A trial set for court in New Orleans on Jan. 9 is being delayed at the request of an attorney.
And what is the basis of that request? The trial was scheduled for the same day of the college football championship game, and she wants to be there in support of her alma mater, Louisiana State University
Of course, the court approved the request, as you can see in the official “Memorandum to Support” featured on this page. (See the full document by clicking here.)
Even better, this motion was approved before LSU was guaranteed a spot in the BCS bowl game. The court made it clear on the very same memorandum, though, that it knew LSU would be the winner in the recent SEC championship game against Georgia.

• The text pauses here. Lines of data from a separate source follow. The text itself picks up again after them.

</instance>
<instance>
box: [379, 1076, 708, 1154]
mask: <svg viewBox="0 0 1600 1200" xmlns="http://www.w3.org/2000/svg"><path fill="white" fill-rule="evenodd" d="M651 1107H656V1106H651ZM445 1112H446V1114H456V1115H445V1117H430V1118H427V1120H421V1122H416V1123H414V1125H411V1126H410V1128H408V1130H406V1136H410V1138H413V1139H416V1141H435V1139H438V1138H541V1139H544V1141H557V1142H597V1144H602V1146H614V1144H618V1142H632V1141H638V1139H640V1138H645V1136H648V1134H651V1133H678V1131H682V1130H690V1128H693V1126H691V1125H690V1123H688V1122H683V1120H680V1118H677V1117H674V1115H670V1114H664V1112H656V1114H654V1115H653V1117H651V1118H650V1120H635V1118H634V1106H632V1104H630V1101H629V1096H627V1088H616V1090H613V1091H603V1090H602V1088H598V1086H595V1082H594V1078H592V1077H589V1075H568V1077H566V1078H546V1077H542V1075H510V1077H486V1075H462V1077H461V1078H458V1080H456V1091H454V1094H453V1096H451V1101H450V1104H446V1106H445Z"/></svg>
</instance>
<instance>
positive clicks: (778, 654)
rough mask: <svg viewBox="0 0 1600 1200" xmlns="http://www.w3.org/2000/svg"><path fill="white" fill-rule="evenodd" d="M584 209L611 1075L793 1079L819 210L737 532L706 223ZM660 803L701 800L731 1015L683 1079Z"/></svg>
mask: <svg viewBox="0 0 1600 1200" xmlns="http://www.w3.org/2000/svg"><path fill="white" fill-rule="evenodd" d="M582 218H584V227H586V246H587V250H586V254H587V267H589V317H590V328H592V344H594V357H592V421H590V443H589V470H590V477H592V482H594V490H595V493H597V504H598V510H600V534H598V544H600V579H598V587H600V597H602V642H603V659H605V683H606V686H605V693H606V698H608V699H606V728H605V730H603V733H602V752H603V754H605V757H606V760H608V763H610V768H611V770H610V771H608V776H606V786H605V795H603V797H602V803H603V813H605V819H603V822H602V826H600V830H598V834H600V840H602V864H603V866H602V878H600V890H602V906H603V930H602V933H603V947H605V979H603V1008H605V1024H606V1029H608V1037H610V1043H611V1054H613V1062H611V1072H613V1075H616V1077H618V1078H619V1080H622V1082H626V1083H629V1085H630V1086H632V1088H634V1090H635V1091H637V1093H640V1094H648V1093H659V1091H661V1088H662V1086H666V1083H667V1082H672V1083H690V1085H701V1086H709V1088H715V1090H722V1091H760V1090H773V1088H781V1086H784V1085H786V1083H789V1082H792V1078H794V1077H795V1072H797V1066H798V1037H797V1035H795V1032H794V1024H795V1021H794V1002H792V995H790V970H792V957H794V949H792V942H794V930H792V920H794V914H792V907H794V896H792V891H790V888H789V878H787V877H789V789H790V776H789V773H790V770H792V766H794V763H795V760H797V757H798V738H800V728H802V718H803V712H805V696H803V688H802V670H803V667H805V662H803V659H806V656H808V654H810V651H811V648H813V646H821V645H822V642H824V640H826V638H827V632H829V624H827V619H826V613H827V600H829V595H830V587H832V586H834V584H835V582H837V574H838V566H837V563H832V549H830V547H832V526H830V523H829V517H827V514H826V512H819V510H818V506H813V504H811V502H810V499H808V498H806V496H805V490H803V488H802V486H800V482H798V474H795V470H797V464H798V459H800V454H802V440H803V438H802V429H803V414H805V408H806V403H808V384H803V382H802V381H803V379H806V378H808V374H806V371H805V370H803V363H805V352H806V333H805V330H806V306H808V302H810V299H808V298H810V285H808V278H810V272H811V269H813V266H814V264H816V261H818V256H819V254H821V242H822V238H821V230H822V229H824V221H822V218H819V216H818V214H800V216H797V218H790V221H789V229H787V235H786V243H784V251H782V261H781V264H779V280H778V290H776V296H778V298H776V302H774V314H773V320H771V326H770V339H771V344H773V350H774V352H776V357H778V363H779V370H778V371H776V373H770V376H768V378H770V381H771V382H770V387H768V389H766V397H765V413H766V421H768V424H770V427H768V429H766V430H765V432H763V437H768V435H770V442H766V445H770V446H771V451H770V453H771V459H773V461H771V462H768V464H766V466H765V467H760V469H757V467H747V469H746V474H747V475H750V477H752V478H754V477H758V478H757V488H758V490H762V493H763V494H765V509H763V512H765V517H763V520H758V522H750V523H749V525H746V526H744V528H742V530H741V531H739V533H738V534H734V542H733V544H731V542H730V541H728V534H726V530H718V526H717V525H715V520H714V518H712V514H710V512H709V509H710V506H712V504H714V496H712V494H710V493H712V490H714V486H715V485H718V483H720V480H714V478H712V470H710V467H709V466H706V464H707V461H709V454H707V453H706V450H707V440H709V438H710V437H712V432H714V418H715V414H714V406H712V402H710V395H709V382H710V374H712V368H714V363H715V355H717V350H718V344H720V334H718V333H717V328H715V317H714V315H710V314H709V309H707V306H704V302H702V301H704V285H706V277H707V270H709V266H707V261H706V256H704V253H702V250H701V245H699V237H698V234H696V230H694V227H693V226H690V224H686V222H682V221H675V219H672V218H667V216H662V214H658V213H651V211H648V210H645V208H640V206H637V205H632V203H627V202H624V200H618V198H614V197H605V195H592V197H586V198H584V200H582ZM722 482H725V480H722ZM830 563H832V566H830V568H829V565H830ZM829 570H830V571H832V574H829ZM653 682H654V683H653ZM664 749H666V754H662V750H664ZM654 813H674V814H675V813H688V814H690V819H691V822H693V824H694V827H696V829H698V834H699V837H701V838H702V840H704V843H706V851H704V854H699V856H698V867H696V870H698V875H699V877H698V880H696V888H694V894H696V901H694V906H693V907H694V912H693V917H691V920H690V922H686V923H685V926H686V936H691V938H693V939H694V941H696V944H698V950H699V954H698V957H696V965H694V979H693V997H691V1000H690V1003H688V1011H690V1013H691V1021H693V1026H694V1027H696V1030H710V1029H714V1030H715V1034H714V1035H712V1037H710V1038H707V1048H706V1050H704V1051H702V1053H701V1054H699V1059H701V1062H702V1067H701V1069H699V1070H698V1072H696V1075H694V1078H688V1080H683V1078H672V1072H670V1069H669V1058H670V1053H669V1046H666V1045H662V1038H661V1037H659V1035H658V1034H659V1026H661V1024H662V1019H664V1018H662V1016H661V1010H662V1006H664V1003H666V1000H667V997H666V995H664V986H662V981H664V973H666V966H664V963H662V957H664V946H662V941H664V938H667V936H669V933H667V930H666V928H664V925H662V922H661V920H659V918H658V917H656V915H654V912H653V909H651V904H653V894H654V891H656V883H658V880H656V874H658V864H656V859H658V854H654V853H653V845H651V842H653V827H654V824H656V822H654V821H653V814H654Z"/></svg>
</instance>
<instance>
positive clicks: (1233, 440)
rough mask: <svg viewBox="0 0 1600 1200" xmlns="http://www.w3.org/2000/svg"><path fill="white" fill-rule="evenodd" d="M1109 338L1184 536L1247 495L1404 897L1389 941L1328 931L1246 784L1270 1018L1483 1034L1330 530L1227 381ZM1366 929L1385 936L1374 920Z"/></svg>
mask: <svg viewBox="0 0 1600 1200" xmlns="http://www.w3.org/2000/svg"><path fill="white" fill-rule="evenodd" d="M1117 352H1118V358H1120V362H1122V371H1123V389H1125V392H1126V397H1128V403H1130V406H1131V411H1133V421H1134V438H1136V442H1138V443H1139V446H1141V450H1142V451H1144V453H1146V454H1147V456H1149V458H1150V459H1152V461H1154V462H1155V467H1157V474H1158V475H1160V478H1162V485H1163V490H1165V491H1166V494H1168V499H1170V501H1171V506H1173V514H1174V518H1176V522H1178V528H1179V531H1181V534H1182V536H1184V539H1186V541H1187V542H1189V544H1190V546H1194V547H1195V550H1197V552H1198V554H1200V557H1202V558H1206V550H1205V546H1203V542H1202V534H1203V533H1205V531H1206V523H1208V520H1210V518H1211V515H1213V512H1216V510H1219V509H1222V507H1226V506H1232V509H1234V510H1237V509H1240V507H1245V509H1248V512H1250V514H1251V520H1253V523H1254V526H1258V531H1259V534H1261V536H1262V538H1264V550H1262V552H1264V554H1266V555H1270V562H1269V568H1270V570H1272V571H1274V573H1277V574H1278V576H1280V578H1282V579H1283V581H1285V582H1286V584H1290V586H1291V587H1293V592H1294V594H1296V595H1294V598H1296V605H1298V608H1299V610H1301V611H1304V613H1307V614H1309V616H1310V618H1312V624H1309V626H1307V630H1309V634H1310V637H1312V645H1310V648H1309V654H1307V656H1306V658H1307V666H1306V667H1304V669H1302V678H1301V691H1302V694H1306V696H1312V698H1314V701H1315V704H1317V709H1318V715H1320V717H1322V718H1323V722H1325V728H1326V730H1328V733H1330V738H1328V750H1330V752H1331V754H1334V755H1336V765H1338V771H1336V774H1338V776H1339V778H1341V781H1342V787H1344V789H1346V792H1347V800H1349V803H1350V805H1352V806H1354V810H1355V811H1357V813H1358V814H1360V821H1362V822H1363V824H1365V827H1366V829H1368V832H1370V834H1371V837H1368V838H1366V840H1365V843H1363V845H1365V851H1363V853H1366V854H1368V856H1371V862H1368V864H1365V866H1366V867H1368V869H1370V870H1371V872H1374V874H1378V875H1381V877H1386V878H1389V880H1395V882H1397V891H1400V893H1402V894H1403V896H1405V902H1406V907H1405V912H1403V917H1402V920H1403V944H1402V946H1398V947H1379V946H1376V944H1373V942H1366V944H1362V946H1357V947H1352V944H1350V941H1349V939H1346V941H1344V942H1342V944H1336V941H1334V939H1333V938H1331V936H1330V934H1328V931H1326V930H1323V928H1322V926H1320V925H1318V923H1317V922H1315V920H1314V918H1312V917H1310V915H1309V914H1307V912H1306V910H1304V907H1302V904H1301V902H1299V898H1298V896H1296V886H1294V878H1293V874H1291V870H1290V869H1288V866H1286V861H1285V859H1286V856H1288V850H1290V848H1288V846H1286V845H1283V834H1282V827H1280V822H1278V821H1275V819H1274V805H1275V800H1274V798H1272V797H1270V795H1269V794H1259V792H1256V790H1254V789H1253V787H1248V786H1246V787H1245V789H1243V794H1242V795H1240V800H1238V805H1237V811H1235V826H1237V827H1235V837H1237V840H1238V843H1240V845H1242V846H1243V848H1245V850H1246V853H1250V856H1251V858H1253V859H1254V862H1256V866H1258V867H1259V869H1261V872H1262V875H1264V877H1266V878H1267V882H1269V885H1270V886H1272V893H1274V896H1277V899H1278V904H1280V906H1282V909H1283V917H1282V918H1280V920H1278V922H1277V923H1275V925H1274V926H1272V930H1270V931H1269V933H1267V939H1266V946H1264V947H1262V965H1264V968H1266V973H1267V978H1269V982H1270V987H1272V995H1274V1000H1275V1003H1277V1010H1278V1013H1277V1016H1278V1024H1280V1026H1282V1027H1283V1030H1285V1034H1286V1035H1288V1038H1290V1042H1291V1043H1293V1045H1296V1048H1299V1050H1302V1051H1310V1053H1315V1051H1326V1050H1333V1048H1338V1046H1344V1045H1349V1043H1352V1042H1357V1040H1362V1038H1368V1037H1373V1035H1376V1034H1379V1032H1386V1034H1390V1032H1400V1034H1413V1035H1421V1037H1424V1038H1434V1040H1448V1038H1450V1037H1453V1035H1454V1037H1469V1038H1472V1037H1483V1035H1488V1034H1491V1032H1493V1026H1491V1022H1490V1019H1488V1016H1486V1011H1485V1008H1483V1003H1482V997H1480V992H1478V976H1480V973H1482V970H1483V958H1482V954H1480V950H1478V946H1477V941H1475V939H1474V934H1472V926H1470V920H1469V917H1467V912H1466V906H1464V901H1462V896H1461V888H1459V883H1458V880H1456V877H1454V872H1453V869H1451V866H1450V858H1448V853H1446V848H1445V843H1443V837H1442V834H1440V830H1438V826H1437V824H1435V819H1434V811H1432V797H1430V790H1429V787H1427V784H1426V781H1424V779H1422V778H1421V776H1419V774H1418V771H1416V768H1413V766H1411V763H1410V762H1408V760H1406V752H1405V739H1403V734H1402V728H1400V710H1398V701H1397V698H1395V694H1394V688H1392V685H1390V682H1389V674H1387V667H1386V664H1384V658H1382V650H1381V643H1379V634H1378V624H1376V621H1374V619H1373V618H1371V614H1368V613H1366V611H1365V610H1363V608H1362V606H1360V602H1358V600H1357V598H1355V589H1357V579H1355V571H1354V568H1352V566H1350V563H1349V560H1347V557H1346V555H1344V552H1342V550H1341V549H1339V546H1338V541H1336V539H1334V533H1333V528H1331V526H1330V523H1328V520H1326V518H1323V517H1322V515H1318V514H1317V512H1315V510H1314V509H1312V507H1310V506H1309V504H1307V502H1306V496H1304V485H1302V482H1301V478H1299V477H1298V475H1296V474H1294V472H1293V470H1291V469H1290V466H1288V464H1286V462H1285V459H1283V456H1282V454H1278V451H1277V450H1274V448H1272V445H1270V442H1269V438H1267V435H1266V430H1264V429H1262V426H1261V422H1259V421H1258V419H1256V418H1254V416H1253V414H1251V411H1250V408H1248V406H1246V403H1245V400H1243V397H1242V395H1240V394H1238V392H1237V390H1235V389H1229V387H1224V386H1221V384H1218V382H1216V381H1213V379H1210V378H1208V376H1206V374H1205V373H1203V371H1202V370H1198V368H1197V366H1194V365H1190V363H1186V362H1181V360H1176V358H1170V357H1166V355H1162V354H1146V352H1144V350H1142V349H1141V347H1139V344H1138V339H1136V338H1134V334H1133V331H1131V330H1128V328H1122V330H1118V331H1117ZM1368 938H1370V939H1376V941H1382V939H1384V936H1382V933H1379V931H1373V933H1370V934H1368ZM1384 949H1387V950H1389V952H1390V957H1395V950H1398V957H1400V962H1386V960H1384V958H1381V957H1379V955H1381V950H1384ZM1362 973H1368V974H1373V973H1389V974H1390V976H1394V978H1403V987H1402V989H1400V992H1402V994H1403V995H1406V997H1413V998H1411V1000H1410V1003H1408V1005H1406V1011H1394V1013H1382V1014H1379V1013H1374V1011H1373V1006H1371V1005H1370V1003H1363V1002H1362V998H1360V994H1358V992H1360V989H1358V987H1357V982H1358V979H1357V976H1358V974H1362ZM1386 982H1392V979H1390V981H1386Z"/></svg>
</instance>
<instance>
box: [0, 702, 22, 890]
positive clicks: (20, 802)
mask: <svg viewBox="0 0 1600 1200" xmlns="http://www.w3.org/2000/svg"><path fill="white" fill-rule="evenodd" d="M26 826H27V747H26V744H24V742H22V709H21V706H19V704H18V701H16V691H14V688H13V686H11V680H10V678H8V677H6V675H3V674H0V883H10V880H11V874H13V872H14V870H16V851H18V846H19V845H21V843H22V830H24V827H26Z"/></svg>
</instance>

This is the explanatory footnote offered by the court in its issuance of approval:
“Undersigned counsel is aware the SEC Championship game is scheduled to be played tomorrow; however, there is no way that Georgia will beat LSU in the SEC Championship game; and even if such atrocities were to occur, which is denied, no poll voter in his/her right mind would allow Alabama and another team to play in the BCS National Championship game when LSU beat Alabama, and Alabama did not even play for their own conference championship. Therefore, undersigned counsel suggests that LSU is a proverbial ‘shoe in’. It is further noted that most commentators agree.”
The attorney didn’t make the request for her own sake, either. As the memorandum notes: “One can not (sic) expect jurors … to attend and be attentive to the critical facts and law necessary for a fair trial on the same day of the Game.”
There’s even a precedent for this type of motion, too. The same request was made in a Louisiana court in 2007, prior to the 2008 BCS game, which was the last time LSU appeared in the championship.
As a native of the state (and an alumnus of a Louisiana school that had no football team), I’ve always been an LSU fan myself. I don’t think I’d have braved making such a request to a court, however, even with that precedent.